Это ощущение совсем не походило на маленькие болезненные щипки, которые преследовали ее последние несколько недель.
– Если вы смените позу, и все пройдет, – недавно объяснил ей доктор Розенталь, – значит, у вас всего лишь схватки Брэкстона-Хикса и волноваться не о чем.
– Разве не типично, что состояние женского здоровья называют мужским именем? – сказала она сквозь сжатые зубы, перекатываясь на другой бок.
Теперь накатила такая боль, что она едва помнила собственное имя, что уж говорить о чужих. Будто на бедра ей положили железную наковальню. Она могла только пытаться дышать.
Фанни немного помнила о своих предыдущих родах. Гусси родилась давно, и Фанни тогда была такой молодой, а еще такой наивной. Она считала, что тело само сделает все положенное в нужный момент – и все так и случилось. А Хирам пришел так рано, что не было никаких ложных схваток, только настоящие, со всей их болью физической и сердечной.

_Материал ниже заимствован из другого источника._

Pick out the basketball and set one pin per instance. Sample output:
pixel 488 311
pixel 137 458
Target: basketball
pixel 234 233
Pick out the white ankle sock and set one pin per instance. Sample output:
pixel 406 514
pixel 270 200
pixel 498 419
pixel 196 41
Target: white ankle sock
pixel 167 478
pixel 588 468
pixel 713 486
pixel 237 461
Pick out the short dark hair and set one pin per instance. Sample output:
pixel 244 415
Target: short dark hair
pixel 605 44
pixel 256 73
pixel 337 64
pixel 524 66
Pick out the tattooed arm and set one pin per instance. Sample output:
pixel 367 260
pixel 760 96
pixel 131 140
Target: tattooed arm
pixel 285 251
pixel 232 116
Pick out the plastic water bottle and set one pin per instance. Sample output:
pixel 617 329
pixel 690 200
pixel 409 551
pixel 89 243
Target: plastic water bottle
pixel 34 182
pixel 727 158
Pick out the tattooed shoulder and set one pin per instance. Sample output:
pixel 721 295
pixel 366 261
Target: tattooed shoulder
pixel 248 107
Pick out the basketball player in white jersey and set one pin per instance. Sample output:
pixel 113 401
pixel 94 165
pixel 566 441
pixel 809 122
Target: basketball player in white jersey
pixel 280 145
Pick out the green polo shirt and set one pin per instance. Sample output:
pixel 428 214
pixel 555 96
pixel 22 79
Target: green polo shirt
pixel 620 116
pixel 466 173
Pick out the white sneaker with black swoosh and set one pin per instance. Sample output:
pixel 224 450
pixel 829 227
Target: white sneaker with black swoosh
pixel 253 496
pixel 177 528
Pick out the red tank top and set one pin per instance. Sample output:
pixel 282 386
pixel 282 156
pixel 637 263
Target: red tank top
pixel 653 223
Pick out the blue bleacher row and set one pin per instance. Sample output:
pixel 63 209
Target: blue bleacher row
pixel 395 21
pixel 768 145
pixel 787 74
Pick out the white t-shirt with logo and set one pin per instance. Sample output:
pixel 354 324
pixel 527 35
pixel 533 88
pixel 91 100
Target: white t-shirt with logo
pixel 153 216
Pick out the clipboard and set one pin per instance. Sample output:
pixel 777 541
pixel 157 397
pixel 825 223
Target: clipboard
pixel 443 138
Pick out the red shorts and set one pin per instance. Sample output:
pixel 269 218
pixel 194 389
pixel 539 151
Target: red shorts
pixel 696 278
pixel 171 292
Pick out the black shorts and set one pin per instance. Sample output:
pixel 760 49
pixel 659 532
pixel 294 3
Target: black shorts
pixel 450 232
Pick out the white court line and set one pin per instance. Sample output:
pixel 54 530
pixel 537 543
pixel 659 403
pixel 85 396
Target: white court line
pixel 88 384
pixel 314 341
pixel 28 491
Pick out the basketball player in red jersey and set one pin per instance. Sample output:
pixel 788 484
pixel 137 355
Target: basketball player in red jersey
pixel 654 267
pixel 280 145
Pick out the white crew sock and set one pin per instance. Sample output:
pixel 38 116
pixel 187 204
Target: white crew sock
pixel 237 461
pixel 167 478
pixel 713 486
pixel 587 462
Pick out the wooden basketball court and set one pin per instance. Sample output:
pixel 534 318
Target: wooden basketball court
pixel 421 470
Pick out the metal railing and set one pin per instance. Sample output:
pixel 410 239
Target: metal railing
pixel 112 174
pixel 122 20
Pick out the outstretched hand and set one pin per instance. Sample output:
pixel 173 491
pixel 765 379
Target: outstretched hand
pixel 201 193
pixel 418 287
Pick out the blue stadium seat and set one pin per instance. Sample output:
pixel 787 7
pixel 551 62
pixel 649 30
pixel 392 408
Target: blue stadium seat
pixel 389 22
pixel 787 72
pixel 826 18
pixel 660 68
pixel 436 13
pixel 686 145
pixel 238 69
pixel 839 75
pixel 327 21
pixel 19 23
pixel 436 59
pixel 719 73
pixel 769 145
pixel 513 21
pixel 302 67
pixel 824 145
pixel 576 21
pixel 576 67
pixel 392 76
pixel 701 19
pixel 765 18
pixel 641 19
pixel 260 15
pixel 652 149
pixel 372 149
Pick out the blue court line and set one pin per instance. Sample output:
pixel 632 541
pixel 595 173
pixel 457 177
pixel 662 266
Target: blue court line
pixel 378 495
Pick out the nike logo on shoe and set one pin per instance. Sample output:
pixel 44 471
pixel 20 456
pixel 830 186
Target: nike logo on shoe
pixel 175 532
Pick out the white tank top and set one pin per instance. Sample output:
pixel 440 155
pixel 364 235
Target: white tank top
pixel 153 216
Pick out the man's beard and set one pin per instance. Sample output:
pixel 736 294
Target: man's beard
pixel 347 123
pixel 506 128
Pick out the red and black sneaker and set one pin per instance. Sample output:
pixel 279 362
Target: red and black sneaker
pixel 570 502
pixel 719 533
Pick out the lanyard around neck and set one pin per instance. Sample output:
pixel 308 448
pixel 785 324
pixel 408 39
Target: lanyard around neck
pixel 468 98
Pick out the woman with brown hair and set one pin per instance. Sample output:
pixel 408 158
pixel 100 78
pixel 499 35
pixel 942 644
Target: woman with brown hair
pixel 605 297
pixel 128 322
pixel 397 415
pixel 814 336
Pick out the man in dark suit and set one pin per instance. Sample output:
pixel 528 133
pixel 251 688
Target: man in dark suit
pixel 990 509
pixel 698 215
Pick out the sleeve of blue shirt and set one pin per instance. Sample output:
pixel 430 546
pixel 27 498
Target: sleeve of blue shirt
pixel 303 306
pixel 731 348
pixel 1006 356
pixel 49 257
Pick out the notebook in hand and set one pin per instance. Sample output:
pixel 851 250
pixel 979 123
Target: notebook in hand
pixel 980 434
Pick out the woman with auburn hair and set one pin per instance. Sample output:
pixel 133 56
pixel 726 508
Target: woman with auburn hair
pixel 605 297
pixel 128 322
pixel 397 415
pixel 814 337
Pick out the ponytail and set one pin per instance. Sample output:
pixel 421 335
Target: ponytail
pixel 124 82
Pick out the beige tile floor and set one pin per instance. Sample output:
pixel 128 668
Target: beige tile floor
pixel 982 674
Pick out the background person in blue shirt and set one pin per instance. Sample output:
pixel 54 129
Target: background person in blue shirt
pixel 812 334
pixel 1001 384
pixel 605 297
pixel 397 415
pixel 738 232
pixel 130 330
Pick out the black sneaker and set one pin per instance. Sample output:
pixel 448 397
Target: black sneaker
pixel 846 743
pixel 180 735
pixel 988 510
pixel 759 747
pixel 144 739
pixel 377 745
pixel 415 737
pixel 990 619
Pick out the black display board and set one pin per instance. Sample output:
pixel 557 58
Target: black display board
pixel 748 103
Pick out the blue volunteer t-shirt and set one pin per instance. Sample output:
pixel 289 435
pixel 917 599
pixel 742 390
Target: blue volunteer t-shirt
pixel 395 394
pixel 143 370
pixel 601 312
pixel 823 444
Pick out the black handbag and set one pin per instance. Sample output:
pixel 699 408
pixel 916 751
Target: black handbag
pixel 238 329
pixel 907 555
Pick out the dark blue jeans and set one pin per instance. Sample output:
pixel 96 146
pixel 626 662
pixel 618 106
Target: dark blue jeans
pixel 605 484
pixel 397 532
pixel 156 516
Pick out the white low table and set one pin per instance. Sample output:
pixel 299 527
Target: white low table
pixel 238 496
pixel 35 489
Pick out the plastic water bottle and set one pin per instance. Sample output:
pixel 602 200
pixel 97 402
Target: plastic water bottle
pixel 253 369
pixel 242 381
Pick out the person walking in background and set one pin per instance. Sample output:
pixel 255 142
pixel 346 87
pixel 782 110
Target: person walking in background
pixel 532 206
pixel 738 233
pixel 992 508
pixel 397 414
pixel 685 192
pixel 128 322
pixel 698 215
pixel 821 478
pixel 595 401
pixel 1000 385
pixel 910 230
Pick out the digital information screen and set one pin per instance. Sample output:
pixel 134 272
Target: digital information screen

Спазмы ослабли, и Фанни отпустила матрас. Она подумала было взглянуть на часы, но не смогла рассмотреть циферблат.
Из сестринской доносился шум радио.
– Сестра! – снова попробовала крикнуть она, на этот раз громче.
Когда Дороти появилась в дверях, пришла следующая схватка. Боль прострелила спину до живота.
– Кажется, началось, – попыталась сказать она, но до конца предложение выдавить не получилось.
– Похоже на то. Насколько частые схватки?
– Я не знаю. Пока было несколько.
Дороти выглянула обратно в холл.
– Эй, Хелен! Позови-ка доктора Розенталя. Похоже, Фанни готова.